I walked past Giles’s house and glanced at the building. The curtains were open but it was hard to tell if there was anyone home. I reached the bottom of the street and did a u-turn and gave one more fly by. I u-turned again and this time walked up to the door.
It was a jet black affair with a large brass knocker in the shape of a horse’s head. I tried to remember if Giles had been a horse person, but there were no bells ringing. I pulled back the knocker and let it drop. I repeated the exercise and waited.
I was about to knock again when I heard a noise from behind the door. There was a spy-hole just above the horse’s head and I saw it darken as someone looked out. Bolts were thrown and the door cracked open. A head appeared.
‘Fuck.’
I seemed to have this effect on people at the moment.
‘You can piss off.’
I smiled.
‘What the hell do you want?’ said Giles.
‘To chat.’
‘What the fuck do we have to chat about?’
‘Amongst other things, the price of bread would seem a good topic.’
The door closed, a bolt was thrown and the door re-opened. Giles was dressed in a pair of battered chinos topped off by the granddaddy of oversized cardigans. The sort that has no buttons and relies on a cloth belt to keep it closed. He stepped back and gestured for me to come in. I took a quick look up and down the street but it was clear. I wasn’t expecting anyone but then again I had thought Rachel’s a safe bet.
‘Expecting company?’ said Giles.
I shook my head. ‘Not unless you are?’
He closed the door, led me through a short hall and into the room on the right.

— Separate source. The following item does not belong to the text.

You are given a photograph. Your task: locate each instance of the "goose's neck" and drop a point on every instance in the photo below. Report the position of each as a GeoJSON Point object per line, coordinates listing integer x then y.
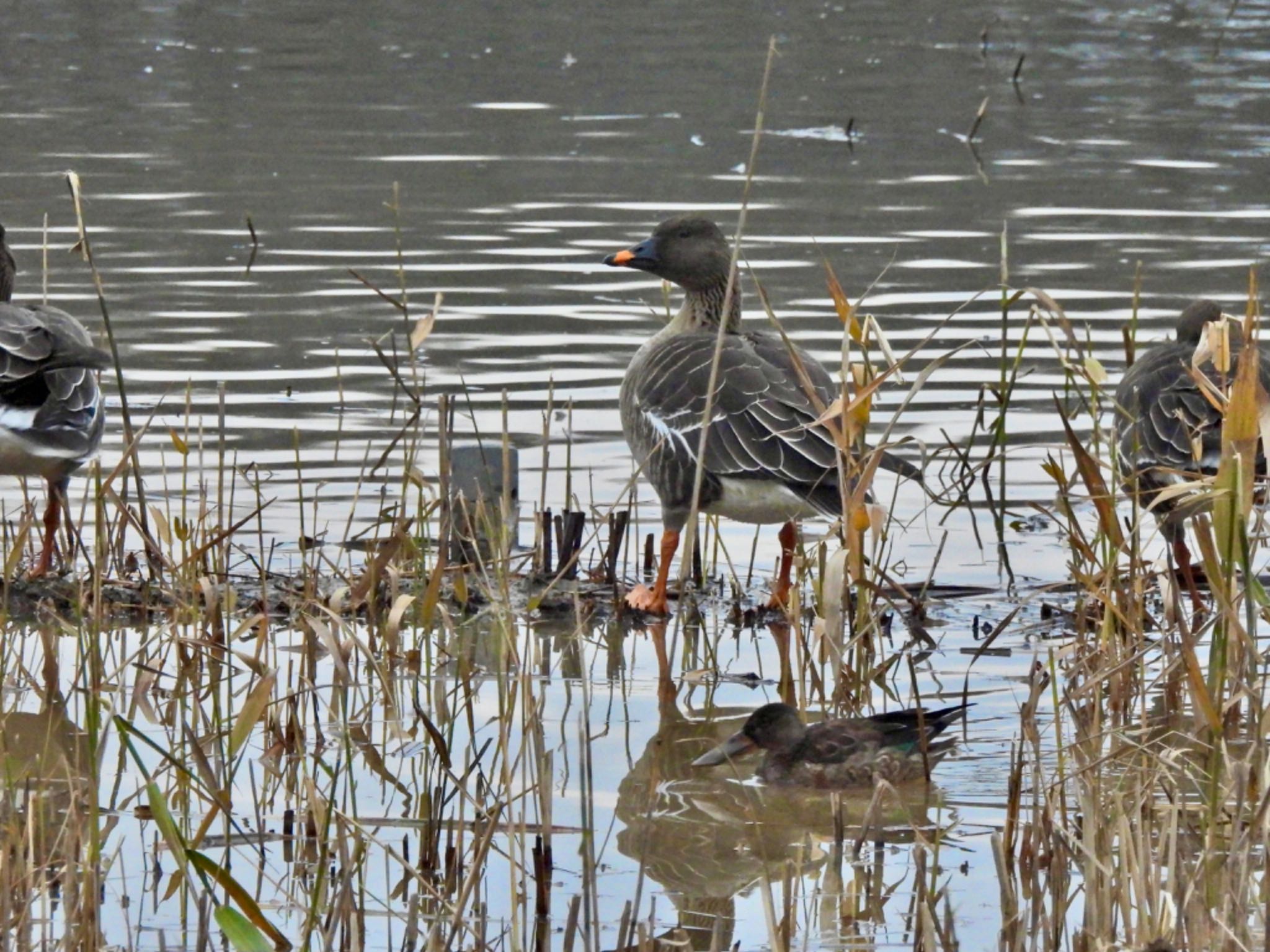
{"type": "Point", "coordinates": [8, 269]}
{"type": "Point", "coordinates": [704, 308]}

It was like stepping back in time. The furniture was Victoriana, as were the carpet and fittings. Two walls were floor to ceiling with books and the third wall had a stunning landscape of a ship in the midst of a hell of a storm.
‘Take a seat. Tea?’ he asked.
‘Thanks,’ I replied.
With that he left me and I wondered why there was no butler. I didn’t sit down, choosing to browse the book-shelves instead.
I was no great reader but then again this was not Waterstone’s top ten land. Most of the books sounded like medical texts from an era long since gone.
‘The Establishment of the Causes and Effects of Excessive Bile and other Digestive Juices on the Well Being of the Elder Man’, ‘Vibratory and Motion Maladies’, ‘Searchlights on Health: Light on Dark Corners.’ and so on. Rivetting. I moved to the second wall and it was more of the same. As I waited on Giles to return I hunted for a non-medical book but, if it there was one, I didn’t find it before tea and biscuits appeared.
Giles placed a silver tray on the walnut coffee table that sat in front of two over stuffed armchairs. The tea was in a silver pot, the sugar in a silver bowl, the milk in a silver jug and the spoons were silver. The tea cups were delicate bone china. It could have all been cheap tack but, to my untrained eye, it all looked genuine antique.
Giles sat down and looked at me. I took the chair next to him but he made no attempt to pour the tea.
‘Good tea needs to infuse for a full five minutes. My apologies for my brusque language at the door. I was caught a little unawares.’
The change of attitude was a bit too Jekyll and Hyde for my liking.
‘So what can I do for you?’
‘No small chat?’
‘Do you want to?’
‘No.’
‘Then what can I do for you?’
‘Do you know a French man called Carl Dupree.’
‘Dupree. Wasn’t he the one responsible for your little residency in prison?’
‘That’s him.’
‘I can’t say I know much. When you so kindly replaced me I decided to put all that behind me. I’ve heard of the man. A player as I recall. Big time down here. Other than that not a lot. Why?’
‘I’m trying to find him?’
‘For a social call?’
‘You could say that.’
‘And what makes you think I can help?’
‘You were always well connected. Far better than me.’
‘It didn’t do me much good.’
‘I mean well connected across the board. I never mixed in some of the circles you did. I was hoping that some of your old connections might be able to put me in touch.’
Giles leaned forward and gave the tea a stir. Clearly the five minutes were not yet up.
‘Surely he can’t be that hard to find? I mean he is hardly a low profile type of person.’